Types of Questions Asked on the GMAT


Wondering what are the types of questions asked on the GMAT? You should read this article to get a good idea of the structure of the GMAT and the GMAT question types that appear in the different sections of the test.

What is GMAT?

The GMAT – Graduate Management Admissions Test – is a standard computer-adaptive test conducted by the Graduate Management Council globally. Accepted by over 2300 business schools and nearly 7000 master’s programmes across the world, the GMAT is the most popular and widely taken test for those interested in pursuing a master’s programme in the field of business and management. 

One of the major reasons why the admissions committee at top-tier business schools consider the GMAT as part of the admissions requirements is because the exam is designed to gauge your critical thinking and problem-solving skills. These skills are quintessential to succeed in a master’s programme. Hence, this is the reason for the GMAT being considered as the entrance to most MBA programmes for the past 60 years as reported on its official website. Now let’s look at some question types, but before we get to the GMAT question types, let us look at the overall structure of the GMAT.

What is the Structure of the GMAT?

The GMAT is 3 hours and 7 minutes long and is scored on a score range of 200-800. Divided into four sections the GMAT is quite a vigorous experience both in terms of preparing for the test and taking one.
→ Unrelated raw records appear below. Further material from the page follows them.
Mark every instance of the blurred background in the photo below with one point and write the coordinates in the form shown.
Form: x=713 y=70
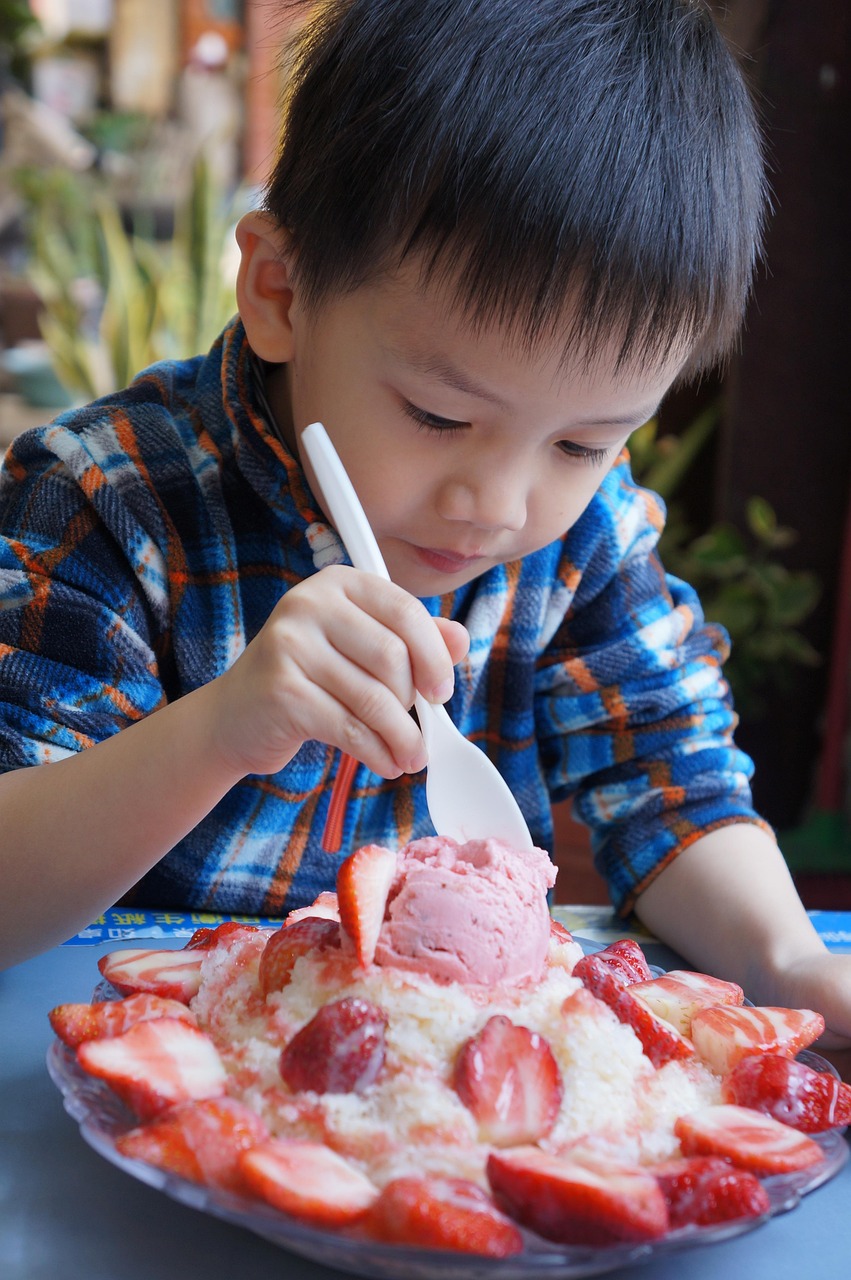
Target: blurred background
x=135 y=132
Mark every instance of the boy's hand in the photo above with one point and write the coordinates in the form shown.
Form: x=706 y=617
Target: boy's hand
x=339 y=661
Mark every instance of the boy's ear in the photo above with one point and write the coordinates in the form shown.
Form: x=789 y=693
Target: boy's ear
x=264 y=287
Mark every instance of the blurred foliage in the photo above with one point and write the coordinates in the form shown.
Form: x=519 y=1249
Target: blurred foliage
x=115 y=300
x=739 y=575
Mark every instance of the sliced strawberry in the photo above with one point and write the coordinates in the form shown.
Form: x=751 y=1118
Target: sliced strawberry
x=362 y=886
x=443 y=1214
x=324 y=906
x=746 y=1138
x=289 y=944
x=575 y=1203
x=562 y=950
x=659 y=1041
x=172 y=974
x=341 y=1050
x=680 y=993
x=625 y=959
x=200 y=1141
x=509 y=1079
x=788 y=1091
x=726 y=1036
x=309 y=1180
x=229 y=931
x=156 y=1064
x=704 y=1189
x=77 y=1023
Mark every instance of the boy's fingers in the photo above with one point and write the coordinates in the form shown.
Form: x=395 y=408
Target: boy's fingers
x=429 y=656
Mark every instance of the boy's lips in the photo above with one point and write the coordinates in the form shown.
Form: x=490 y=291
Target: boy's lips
x=447 y=561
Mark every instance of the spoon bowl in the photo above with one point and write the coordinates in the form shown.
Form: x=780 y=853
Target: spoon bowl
x=469 y=799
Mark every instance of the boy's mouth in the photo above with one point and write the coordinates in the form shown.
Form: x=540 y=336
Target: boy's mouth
x=445 y=561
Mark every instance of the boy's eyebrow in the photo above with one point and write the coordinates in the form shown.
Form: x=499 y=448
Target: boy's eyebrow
x=448 y=373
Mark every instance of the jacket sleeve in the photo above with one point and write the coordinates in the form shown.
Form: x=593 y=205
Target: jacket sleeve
x=635 y=720
x=81 y=649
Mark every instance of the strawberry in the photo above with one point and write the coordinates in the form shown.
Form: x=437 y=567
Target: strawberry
x=77 y=1023
x=324 y=906
x=438 y=1212
x=659 y=1041
x=562 y=949
x=341 y=1050
x=156 y=1064
x=704 y=1189
x=724 y=1036
x=625 y=959
x=576 y=1203
x=229 y=931
x=309 y=1180
x=509 y=1079
x=747 y=1139
x=288 y=945
x=172 y=974
x=200 y=1141
x=362 y=887
x=677 y=996
x=788 y=1091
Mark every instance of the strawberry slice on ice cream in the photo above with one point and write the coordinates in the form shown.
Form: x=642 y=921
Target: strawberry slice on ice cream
x=198 y=1141
x=577 y=1203
x=700 y=1191
x=77 y=1023
x=677 y=996
x=362 y=887
x=155 y=1065
x=788 y=1091
x=309 y=1180
x=172 y=974
x=508 y=1078
x=747 y=1139
x=443 y=1214
x=724 y=1036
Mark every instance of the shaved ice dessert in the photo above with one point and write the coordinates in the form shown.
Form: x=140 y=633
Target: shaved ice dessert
x=425 y=1057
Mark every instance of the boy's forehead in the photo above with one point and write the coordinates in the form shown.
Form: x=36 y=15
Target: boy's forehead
x=426 y=324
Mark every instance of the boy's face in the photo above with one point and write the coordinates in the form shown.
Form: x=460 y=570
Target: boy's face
x=465 y=451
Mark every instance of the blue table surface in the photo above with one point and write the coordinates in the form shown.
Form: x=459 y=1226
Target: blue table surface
x=65 y=1214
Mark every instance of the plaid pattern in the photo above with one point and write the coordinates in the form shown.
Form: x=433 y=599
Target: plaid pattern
x=146 y=538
The four sections along with their duration and scores are mentioned as follows:

  • Analytical Writing Assessment

The analytical writing assessment is a 30-minute-long section where you will be asked to critique an argument presented to you. You are required to organise your thoughts and present them in a cohesive manner. The section is scored on a scale of 0-6 with a 0.5 increment.

  • Integrated Reasoning

The integrated reasoning section requires you to analyse data presented in a visual format. You will be provided with 12 MCQs that you need to answer within a duration of 30 minutes. The IR section is scored on a scale of 1-8 with a single-point increment.

  • Quantitative Reasoning

The quantitative reasoning section tests your ability to use concepts of mathematics such as number properties and algebra to solve complex problems. With 31 questions to answer within 60 minutes, the GMAT is scored on a scale of 6-51 with a single-point increment.

  • Verbal Reasoning


The verbal reasoning section like the GMAT is also 60 minutes long and has 36 questions. Scored on a scale of 6-51, the verbal reasoning section gauges your command of the English language. It also analyses how well you can read, comprehend given material, and evaluate arguments.

Now that we know each of the sections of the GMAT tests, let us begin to understand what are the question types that appear on the actual test. The ideal GMAT sample question types for each of the sections would be presented to you in various formats depending on the section. They are as follows:

Section  Question Type
Analytical Writing Assessment  Essay – No word limit; however, needs to be completed within 30 minutes
Integrated Reasoning 12 MCQs presented in four ways:

  • Two-part analysis
  • Multi-source reasoning
  • Table analysis
  • Graphic Interpretation
Quantitative Reasoning 31 MCQs presented in two ways:

  • Word problems
  • Data sufficiency
Verbal Reasoning 36 MCQs presented in three question types:

  • Sentence correction
  • Critical reasoning
  • Reading passage


Now that you know what the GMAT is, its different sections and the question types asked on the GMAT for each of the sections, you’re better prepared to prepare for the test.